Kristine Yaffe is an American cognitive decline and dementia researcher. She is the Scola Endowed Chair and Vice Chair and Professor of Psychiatry, Neurology and Epidemiology and the Director of the Center for Population Brain Health at the University of California, San Francisco. In 2019, Yaffe was elected to the National Academy of Medicine.

== Education ==
Yaffe double-majored in biology and psychology at Yale University and studied medicine at the University of Pennsylvania.

== Awards and honors ==
Yaffe has received numerous awards including the American Academy of Neurology Potamkin Prize for Research in Pick's, Alzheimer's, and Related Diseases, a prestigious honor considered to be the Nobel Prize of Alzheimer's research.

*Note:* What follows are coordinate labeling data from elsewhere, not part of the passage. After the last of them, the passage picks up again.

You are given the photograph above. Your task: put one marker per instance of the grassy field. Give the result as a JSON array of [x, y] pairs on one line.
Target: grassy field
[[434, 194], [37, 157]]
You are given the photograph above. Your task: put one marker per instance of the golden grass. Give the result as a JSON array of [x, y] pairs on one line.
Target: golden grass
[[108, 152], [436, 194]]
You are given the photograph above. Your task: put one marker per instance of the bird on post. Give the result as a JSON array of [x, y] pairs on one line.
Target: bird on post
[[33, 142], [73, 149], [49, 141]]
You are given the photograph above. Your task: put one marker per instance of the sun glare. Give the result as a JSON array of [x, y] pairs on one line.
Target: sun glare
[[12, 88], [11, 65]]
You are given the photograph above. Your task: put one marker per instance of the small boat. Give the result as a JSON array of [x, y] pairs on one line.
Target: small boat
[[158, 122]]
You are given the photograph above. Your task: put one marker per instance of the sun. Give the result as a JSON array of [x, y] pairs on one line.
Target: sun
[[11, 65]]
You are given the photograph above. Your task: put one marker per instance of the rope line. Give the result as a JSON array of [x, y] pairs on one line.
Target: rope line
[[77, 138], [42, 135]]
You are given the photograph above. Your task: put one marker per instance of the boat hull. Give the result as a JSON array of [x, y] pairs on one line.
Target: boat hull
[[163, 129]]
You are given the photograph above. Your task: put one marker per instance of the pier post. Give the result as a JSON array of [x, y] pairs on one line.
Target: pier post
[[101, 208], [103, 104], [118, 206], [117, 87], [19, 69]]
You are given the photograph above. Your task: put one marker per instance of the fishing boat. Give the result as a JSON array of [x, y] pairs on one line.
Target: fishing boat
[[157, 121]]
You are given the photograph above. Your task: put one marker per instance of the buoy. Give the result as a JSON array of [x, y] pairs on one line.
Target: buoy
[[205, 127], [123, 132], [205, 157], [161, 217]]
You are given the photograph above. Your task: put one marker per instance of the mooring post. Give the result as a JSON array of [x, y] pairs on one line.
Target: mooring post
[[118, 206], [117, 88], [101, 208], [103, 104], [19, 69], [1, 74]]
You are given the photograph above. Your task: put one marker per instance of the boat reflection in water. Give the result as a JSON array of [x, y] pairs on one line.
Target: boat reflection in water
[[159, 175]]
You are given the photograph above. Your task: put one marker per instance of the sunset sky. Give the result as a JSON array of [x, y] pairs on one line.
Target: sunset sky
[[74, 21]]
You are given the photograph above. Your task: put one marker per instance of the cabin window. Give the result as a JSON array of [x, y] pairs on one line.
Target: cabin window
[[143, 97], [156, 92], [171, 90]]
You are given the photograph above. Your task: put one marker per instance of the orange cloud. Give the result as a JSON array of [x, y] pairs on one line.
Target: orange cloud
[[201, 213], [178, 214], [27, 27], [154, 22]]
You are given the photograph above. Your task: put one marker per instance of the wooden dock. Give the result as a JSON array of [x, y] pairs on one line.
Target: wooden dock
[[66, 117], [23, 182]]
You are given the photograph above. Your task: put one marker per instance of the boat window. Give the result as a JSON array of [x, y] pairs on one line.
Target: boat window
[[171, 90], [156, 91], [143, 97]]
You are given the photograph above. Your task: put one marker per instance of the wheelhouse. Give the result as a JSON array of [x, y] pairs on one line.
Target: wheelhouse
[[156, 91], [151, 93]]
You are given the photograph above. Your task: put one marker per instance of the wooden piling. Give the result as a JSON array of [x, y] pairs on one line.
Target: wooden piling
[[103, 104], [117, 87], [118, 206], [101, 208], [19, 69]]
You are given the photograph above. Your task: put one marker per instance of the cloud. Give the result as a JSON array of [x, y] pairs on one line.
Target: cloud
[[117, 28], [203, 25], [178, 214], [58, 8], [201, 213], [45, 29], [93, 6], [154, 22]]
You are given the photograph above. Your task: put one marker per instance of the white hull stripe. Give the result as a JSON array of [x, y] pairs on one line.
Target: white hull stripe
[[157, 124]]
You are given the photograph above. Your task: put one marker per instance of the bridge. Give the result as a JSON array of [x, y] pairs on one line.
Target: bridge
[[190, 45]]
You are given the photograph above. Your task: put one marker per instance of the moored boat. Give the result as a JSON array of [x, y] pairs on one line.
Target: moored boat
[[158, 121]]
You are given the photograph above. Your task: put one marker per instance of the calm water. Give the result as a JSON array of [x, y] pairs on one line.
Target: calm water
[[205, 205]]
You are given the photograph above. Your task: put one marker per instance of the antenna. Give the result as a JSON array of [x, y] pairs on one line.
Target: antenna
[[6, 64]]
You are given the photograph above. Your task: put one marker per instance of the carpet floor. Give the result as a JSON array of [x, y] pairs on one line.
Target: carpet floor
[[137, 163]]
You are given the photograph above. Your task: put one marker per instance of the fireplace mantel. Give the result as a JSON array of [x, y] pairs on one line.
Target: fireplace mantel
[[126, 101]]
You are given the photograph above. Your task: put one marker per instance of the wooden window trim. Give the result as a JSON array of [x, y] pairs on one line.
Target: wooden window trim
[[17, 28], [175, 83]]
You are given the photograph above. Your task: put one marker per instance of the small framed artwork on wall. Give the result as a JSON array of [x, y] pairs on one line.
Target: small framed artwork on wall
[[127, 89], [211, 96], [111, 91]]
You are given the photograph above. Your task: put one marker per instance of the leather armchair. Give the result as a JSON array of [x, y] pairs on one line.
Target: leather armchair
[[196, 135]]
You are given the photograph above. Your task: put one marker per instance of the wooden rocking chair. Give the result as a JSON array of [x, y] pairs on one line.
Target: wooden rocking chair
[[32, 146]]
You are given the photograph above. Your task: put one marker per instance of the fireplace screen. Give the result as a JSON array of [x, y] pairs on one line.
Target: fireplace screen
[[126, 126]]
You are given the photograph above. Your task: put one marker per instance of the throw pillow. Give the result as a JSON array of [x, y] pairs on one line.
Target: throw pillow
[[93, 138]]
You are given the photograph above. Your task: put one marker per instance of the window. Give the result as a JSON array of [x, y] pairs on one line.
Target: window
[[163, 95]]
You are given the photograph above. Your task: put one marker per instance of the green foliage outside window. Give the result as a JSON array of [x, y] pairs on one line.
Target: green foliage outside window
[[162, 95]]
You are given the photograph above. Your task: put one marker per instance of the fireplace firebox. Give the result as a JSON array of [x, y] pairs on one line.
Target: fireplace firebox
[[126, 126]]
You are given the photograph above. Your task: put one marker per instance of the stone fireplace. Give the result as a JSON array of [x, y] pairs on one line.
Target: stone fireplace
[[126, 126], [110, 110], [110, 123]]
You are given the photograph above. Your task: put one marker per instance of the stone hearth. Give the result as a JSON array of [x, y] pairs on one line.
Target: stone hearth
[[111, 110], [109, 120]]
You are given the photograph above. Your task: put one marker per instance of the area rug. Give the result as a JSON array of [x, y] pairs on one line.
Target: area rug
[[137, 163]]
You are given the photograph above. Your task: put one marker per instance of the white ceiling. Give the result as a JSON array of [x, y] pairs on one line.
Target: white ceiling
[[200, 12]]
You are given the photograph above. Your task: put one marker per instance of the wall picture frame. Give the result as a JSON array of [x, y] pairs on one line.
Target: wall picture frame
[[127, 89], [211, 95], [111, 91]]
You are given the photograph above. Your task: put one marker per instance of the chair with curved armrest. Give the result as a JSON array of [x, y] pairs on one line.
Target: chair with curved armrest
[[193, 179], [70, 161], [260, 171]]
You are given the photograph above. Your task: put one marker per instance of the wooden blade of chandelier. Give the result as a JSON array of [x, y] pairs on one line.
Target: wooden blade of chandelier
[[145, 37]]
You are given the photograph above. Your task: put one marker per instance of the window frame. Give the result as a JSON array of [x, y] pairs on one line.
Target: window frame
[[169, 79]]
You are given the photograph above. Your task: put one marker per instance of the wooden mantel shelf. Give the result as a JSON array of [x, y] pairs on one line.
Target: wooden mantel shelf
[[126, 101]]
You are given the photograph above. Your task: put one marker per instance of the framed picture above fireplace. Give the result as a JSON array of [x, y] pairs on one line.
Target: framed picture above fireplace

In 2013, she received the UCSF Academic Senate Award for Best Faculty Research. The following year, Yaffe was recognized as one of Thomson Reuters World's Most Influential Scientific Minds and received the Distinguished Scientist Award from the American Association for Geriatric Psychiatry. In 2017, Yaffe gave testimony to the United States Senate's Special Committee on Aging for the hearing: "The Arc of Alzheimer's: From Preventing Cognitive Decline in Americans to Assuring Quality Care for those Living with the Disease." In 2019, Yaffe was elected to the National Academy of Medicine.